We've seen this on other developer machines at my company as well.

chris-olszewski commented 1 week ago

If either of you could share daemon logs (turbo daemon status should display the logfile) that would be helpful. We should not be spawning child processes from the daemon.

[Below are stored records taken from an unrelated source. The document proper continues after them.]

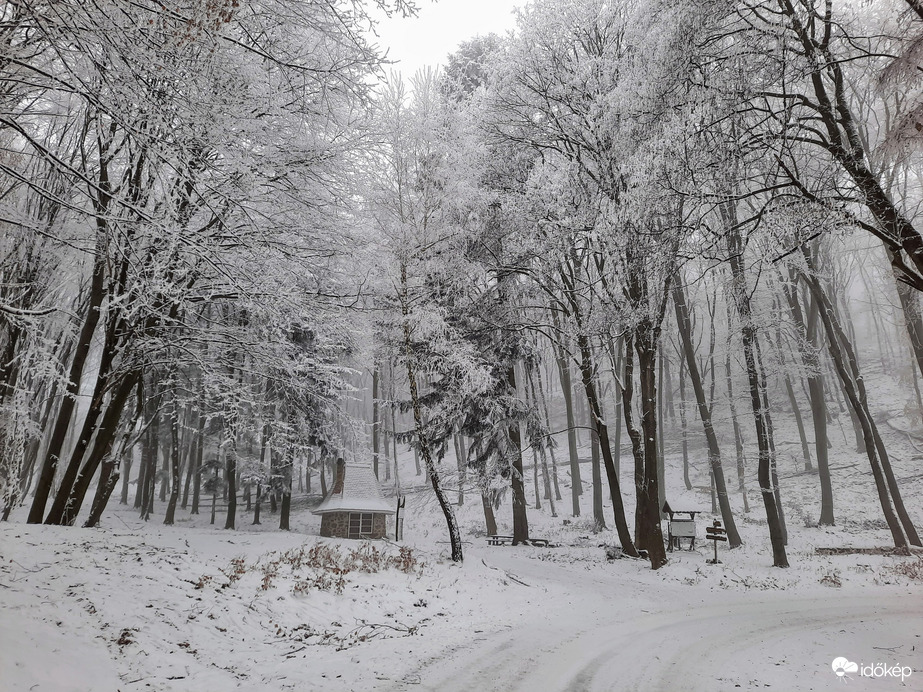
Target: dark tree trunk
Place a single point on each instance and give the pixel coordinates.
(257, 506)
(587, 371)
(490, 522)
(520, 517)
(684, 430)
(567, 391)
(810, 352)
(175, 475)
(197, 464)
(376, 418)
(107, 481)
(81, 352)
(599, 521)
(422, 441)
(102, 448)
(714, 451)
(285, 471)
(651, 532)
(749, 336)
(844, 361)
(230, 520)
(461, 465)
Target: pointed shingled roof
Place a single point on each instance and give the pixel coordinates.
(356, 490)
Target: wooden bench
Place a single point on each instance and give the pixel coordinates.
(499, 540)
(506, 540)
(679, 528)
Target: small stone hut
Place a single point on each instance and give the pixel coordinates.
(355, 506)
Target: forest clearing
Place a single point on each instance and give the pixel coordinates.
(588, 359)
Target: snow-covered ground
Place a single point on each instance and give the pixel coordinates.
(142, 606)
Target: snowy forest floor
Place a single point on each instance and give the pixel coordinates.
(137, 605)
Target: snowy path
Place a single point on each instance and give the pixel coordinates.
(721, 641)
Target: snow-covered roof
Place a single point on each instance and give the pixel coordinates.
(360, 492)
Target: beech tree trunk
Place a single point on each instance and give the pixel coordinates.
(175, 475)
(423, 442)
(81, 352)
(843, 356)
(231, 466)
(567, 391)
(520, 518)
(755, 379)
(810, 351)
(714, 451)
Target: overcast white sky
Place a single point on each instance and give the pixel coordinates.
(440, 26)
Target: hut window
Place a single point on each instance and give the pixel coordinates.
(360, 525)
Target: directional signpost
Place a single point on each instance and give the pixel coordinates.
(715, 533)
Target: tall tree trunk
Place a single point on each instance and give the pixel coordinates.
(197, 463)
(175, 475)
(520, 518)
(422, 441)
(567, 391)
(599, 521)
(286, 473)
(587, 372)
(461, 463)
(554, 461)
(376, 418)
(714, 451)
(843, 356)
(651, 530)
(735, 425)
(231, 466)
(684, 430)
(810, 352)
(81, 352)
(755, 378)
(102, 447)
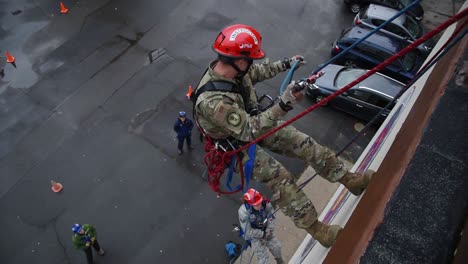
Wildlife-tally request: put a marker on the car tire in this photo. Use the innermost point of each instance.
(319, 98)
(350, 63)
(355, 8)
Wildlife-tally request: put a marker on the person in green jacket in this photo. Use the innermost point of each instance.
(84, 236)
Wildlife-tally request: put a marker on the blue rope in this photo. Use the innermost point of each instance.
(288, 78)
(332, 60)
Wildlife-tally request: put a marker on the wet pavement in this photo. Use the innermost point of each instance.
(91, 105)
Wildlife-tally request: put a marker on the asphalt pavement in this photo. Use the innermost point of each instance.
(91, 105)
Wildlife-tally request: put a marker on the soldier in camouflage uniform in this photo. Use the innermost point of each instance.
(84, 237)
(257, 223)
(229, 114)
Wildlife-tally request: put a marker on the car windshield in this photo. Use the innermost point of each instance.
(347, 75)
(413, 27)
(406, 2)
(409, 60)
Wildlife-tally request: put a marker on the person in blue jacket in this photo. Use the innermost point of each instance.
(183, 127)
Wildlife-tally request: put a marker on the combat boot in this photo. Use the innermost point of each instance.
(323, 233)
(279, 261)
(356, 182)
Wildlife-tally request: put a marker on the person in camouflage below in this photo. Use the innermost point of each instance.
(225, 107)
(257, 223)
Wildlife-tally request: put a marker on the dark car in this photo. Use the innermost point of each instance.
(365, 100)
(374, 50)
(403, 27)
(416, 11)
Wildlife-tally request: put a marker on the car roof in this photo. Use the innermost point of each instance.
(390, 44)
(377, 82)
(385, 13)
(382, 84)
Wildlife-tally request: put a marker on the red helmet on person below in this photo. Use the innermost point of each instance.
(253, 197)
(239, 41)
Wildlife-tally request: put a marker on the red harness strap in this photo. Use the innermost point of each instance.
(216, 161)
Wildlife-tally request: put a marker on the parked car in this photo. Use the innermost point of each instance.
(403, 27)
(365, 100)
(417, 12)
(374, 50)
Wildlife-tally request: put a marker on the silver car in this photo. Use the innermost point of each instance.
(403, 27)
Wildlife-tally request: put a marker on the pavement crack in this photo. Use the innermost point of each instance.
(59, 241)
(438, 152)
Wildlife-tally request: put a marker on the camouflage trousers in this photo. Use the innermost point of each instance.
(260, 248)
(292, 143)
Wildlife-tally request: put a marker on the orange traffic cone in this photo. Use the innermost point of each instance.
(56, 186)
(63, 9)
(10, 59)
(189, 93)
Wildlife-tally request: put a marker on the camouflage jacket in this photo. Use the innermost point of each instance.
(223, 114)
(84, 241)
(252, 221)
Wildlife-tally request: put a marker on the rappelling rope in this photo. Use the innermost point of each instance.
(366, 75)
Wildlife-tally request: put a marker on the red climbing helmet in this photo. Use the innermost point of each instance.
(239, 41)
(253, 197)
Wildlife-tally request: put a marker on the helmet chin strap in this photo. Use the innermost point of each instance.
(241, 73)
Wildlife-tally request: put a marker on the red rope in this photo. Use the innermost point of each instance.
(217, 160)
(366, 75)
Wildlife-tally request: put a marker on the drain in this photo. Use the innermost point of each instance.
(156, 54)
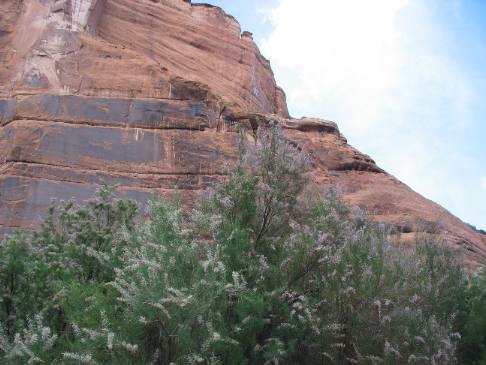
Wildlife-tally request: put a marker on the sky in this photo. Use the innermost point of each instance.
(405, 80)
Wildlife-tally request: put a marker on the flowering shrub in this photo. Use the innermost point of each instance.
(262, 271)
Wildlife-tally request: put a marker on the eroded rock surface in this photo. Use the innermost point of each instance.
(147, 95)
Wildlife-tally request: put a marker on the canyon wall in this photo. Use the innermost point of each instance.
(148, 95)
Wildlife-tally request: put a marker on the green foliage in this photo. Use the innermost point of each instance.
(262, 271)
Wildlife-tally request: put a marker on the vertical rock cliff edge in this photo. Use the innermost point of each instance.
(145, 95)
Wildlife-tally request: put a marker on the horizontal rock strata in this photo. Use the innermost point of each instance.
(148, 95)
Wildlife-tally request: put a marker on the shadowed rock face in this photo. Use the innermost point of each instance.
(147, 95)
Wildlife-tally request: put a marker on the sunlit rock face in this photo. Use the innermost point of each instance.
(148, 95)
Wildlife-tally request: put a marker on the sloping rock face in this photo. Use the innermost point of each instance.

NullVoxPopuli commented 1 week ago

Here is what I got:

❯ pnpm turbo daemon status
# ...
✓ daemon is running
log file: <repo>/.turbo/daemon/e224a4a441d772ef-turbo.log.2024-11-19
uptime: 16m 6s 566mss
pid file: /var/folders/wk/w99lck4x7_5930c7gj65r3s40000gp/T/turbod/e224a4a441d772ef/turbod.pid
socket file: /var/folders/wk/w99lck4x7_5930c7gj65r3s40000gp/T/turbod/e224a4a441d772ef/turbod.sock
ope, big file there is a lot of text ``` There was a problem saving your comment. Your comment is too long (maximum is 65536 characters). Please try again. ``` oops 🙈 here is a file tho

output.txt

as I was poking around in here, I noticed there was a lot of activity from watchman cookies.

NullVoxPopuli commented 1 week ago

It seems this is happening nearly daily for me -- can't really pinpoint what is causing the defunct processes to show up. In Activity Monitor, I do occasionally see > 20 git processes spawn, and then go away -- maybe related? idk.